A biomarker, which is used for researchers to spot a disease or infection such as tuberculosis, is necessary to explore different treatment routes, and IL-32 will serve as a new screening device for doctors. In the researchers’ experiments, IL-32 was able to stimulate the immune system and ultimately make it kill tuberculosis-causing bacteria. The catch is IL-32 only worked when the body had enough vitamin D, and low levels had already been known to put patients at higher risk for tuberculosis.

"When vitamin D levels were low, IL-32 was not able to kill the bacteria," the study’s co-author Dr. Robert Modlin, the Klein Professor of Dermatology at UCLA, said in a press release. "However, if we simulated the effect of supplementing individuals by adding vitamin D to the culture of the activated immune cells that had low vitamin D levels, IL-32 regained its ability to kill. Our findings suggest that raising standards for daily intake of vitamin D could help to protect against a TB pandemic."

Approximately one-third of the world is infected with tuberculosis, which attacks the lungs at first but without treatment can move onto the kidney, spine, and brain, and eventually become fatal, according to the Centers for Disease Control and Prevention. It spreads in the air between two people, most commonly through coughs, sneezes, speaking, singing, or any other way a person uses their lung capacity to interact.

A recent study published in the journal Nature found, after analyzing DNA from 1,000-year-old mummies, tuberculosis had spread a completely different way than they currently knew and that it actually originated less than 6,000 years ago in Africa. When tuberculosis goes into severe stages, the bacteria attacks the skeleton, which gave archaeologists clear signs to date the disease through centuries of family lineages. As one of the deadliest diseases on the planet, the new advents of discovering are helping scientists reconstruct history and their treatment approaches.
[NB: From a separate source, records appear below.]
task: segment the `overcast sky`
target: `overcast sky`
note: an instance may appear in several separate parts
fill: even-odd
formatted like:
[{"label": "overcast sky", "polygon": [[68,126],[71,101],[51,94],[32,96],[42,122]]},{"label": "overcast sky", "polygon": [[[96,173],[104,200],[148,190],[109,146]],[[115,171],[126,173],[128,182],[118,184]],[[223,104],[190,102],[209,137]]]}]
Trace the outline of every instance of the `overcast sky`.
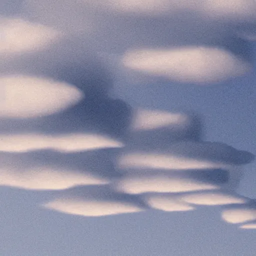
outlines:
[{"label": "overcast sky", "polygon": [[253,255],[255,1],[3,4],[1,254]]}]

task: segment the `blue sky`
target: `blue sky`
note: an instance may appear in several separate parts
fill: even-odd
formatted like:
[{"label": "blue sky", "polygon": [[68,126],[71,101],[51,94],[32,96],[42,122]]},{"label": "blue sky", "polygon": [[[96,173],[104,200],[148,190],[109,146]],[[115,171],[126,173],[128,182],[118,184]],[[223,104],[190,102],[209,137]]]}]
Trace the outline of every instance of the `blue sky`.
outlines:
[{"label": "blue sky", "polygon": [[2,254],[252,255],[256,11],[4,1]]}]

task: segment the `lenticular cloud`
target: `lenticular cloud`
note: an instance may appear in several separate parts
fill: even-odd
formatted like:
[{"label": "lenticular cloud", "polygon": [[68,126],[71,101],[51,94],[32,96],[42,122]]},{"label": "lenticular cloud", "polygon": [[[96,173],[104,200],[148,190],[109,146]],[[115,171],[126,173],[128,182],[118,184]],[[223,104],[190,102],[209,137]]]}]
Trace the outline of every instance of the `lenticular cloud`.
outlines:
[{"label": "lenticular cloud", "polygon": [[0,77],[0,116],[30,118],[50,114],[76,104],[83,93],[72,84],[16,74]]},{"label": "lenticular cloud", "polygon": [[[162,126],[162,124],[160,124],[158,121],[156,123],[152,121],[150,110],[141,112],[145,114],[143,118],[142,114],[138,115],[136,112],[134,112],[131,128],[127,130],[130,136],[128,136],[128,138],[132,138],[131,133],[141,132],[143,127],[146,130],[149,129],[152,132],[154,130],[157,130],[158,126]],[[163,116],[164,113],[158,113],[160,116]],[[156,112],[152,112],[152,114],[156,114]],[[176,121],[177,115],[173,114]],[[184,114],[180,115],[186,116]],[[170,113],[167,119],[169,120],[170,116]],[[146,116],[148,117],[148,120]],[[134,118],[137,118],[139,120],[136,122]],[[188,120],[190,118],[188,116],[182,118],[182,123],[184,120]],[[156,127],[153,128],[149,126],[150,123],[153,123]],[[135,129],[134,124],[136,124]],[[156,124],[158,124],[156,126]],[[164,124],[166,124],[165,122]],[[190,124],[186,124],[185,128],[188,129]],[[144,126],[145,124],[146,125]],[[173,126],[176,129],[174,130]],[[168,122],[166,127],[170,128],[170,134],[174,130],[177,132],[178,130],[177,122],[173,120]],[[184,127],[180,126],[180,129],[183,128]],[[136,138],[138,138],[138,136]],[[150,138],[148,137],[148,140],[150,141]],[[156,160],[156,163],[152,164],[150,158],[146,159],[144,162],[138,162],[134,158],[126,164],[124,162],[122,165],[120,164],[120,156],[125,155],[126,150],[130,152],[133,150],[130,143],[132,144],[134,142],[128,140],[124,146],[118,150],[119,154],[112,157],[112,160],[116,163],[112,168],[120,175],[110,176],[106,186],[100,185],[88,186],[87,188],[81,187],[60,191],[52,200],[44,203],[42,206],[67,214],[90,216],[136,212],[150,208],[169,212],[186,212],[196,210],[198,206],[224,207],[239,205],[242,208],[248,207],[248,200],[236,194],[234,190],[242,176],[243,172],[239,166],[250,162],[254,159],[252,154],[235,150],[224,144],[190,141],[188,138],[184,142],[180,141],[180,138],[177,140],[168,142],[168,138],[166,138],[165,144],[170,144],[170,146],[164,146],[162,151],[166,154],[172,152],[179,156],[178,160],[178,158],[190,156],[190,162],[186,158],[182,162],[183,166],[176,164],[176,158],[170,156],[166,156],[166,159],[170,162],[170,166],[172,167],[168,168],[163,166],[162,161]],[[139,148],[141,141],[143,140],[137,142]],[[155,151],[156,157],[159,154],[161,143],[163,142],[159,142],[158,150]],[[178,144],[178,146],[175,146],[176,144]],[[144,149],[144,156],[148,154],[150,156],[148,152],[151,148],[150,144],[148,148],[144,146],[142,148]],[[224,156],[224,152],[226,153]],[[202,159],[212,165],[202,166],[203,162],[200,161]],[[142,165],[144,162],[147,163],[146,168]],[[201,162],[201,166],[198,162]],[[244,212],[246,215],[247,212]],[[250,212],[251,212],[253,211],[250,210]],[[228,222],[230,214],[224,214],[228,216],[224,220]]]},{"label": "lenticular cloud", "polygon": [[252,154],[203,141],[196,115],[132,110],[108,94],[126,78],[203,85],[246,74],[256,10],[252,0],[24,1],[20,18],[0,20],[0,185],[54,190],[40,206],[63,214],[218,206],[227,223],[256,228],[255,202],[236,193]]}]

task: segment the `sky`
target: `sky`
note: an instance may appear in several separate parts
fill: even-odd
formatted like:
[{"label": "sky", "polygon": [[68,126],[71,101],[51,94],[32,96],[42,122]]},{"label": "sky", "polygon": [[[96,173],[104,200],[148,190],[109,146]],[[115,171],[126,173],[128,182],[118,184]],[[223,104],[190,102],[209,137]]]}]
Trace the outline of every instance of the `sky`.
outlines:
[{"label": "sky", "polygon": [[253,254],[255,1],[3,6],[2,255]]}]

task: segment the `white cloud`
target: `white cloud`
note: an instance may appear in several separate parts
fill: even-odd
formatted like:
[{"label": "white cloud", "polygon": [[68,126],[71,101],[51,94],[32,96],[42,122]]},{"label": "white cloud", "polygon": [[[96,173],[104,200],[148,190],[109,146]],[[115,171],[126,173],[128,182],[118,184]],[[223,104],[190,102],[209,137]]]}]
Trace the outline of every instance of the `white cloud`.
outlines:
[{"label": "white cloud", "polygon": [[150,75],[202,84],[242,76],[252,68],[242,58],[210,46],[130,50],[124,55],[122,62],[128,68]]},{"label": "white cloud", "polygon": [[244,224],[244,225],[240,226],[240,228],[244,230],[256,230],[256,223]]},{"label": "white cloud", "polygon": [[132,204],[112,201],[86,200],[82,198],[58,198],[42,206],[66,214],[100,216],[138,212],[142,210]]},{"label": "white cloud", "polygon": [[164,212],[187,212],[194,209],[194,206],[170,195],[149,196],[146,197],[145,201],[152,208]]},{"label": "white cloud", "polygon": [[20,18],[0,18],[0,54],[40,50],[60,39],[57,30]]},{"label": "white cloud", "polygon": [[64,152],[76,152],[123,146],[118,140],[93,134],[0,134],[0,150],[8,152],[26,152],[42,149],[52,149]]},{"label": "white cloud", "polygon": [[170,177],[160,174],[144,176],[128,176],[116,184],[118,191],[139,194],[146,192],[180,192],[195,190],[216,190],[220,187],[196,182],[182,176]]},{"label": "white cloud", "polygon": [[34,168],[6,164],[0,168],[0,185],[26,190],[58,190],[81,185],[106,184],[105,178],[86,172],[49,166],[38,165]]},{"label": "white cloud", "polygon": [[182,196],[181,200],[189,204],[203,206],[222,206],[244,204],[246,200],[238,196],[218,192],[200,192]]},{"label": "white cloud", "polygon": [[251,220],[256,220],[256,210],[253,208],[234,208],[224,210],[222,212],[222,218],[228,223],[240,224]]},{"label": "white cloud", "polygon": [[76,87],[50,78],[21,74],[0,77],[0,116],[28,118],[50,114],[84,98]]}]

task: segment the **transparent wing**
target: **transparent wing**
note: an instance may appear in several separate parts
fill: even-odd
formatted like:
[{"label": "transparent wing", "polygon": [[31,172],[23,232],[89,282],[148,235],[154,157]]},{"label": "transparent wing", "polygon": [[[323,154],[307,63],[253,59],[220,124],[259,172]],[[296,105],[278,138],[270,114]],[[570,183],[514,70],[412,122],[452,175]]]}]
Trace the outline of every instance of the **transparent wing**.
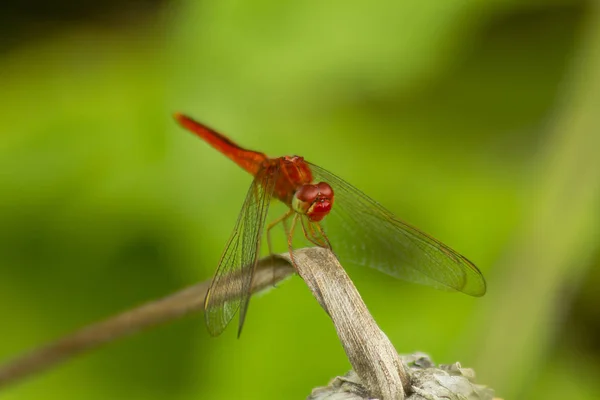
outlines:
[{"label": "transparent wing", "polygon": [[257,173],[221,256],[204,301],[206,325],[213,336],[223,332],[238,309],[238,336],[242,332],[261,236],[278,172],[278,168],[273,168]]},{"label": "transparent wing", "polygon": [[485,293],[485,280],[471,261],[400,221],[343,179],[310,166],[315,182],[327,182],[333,188],[333,208],[323,226],[342,263],[365,265],[396,278],[471,296]]}]

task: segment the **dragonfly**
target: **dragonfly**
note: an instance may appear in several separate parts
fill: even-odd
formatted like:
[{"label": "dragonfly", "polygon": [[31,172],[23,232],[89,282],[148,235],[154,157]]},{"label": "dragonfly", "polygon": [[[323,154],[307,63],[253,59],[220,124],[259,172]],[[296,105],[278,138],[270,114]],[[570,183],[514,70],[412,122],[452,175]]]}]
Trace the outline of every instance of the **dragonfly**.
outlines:
[{"label": "dragonfly", "polygon": [[[271,230],[280,223],[292,262],[298,229],[310,243],[333,251],[342,265],[368,266],[395,278],[475,297],[485,294],[485,279],[471,261],[397,218],[342,178],[300,156],[272,158],[245,149],[182,113],[174,118],[254,176],[204,301],[211,335],[221,334],[239,311],[240,336],[263,234],[266,230],[273,254]],[[267,224],[273,199],[288,209]],[[238,279],[233,279],[236,274]]]}]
“This is a landmark paper that challenges our previous ideas about the origins of tuberculosis,” Terry Brown, a professor of biomolecular archaeology at the University of Manchester, told The New York Times. “At the moment, I’m still in the astonished stage over this.”

Researchers will continue to trace the historical roots of the disease, in addition to moving forward with new research to understand if vitamin D supplements can help prevent tuberculosis. Vitamin D is produced in the skin when exposed to the sun. However, dermatologists suggest taking an oral supplement rather than lying out in the sun for tuberculosis prevention.

"Our current strategy of antibiotic therapy, as well as methods of identifying which patients will develop severe disease, have remained essentially unchanged for decades," the study's co-author Barry Bloom, a professor of Public Health at Harvard University said in a press release. "Our findings of specific markers in the blood that can tell us which people are at risk can help countries focus limited resources on patients who have lower levels of this protein. In addition, this may point the way to new treatments for a disease that greatly needs them."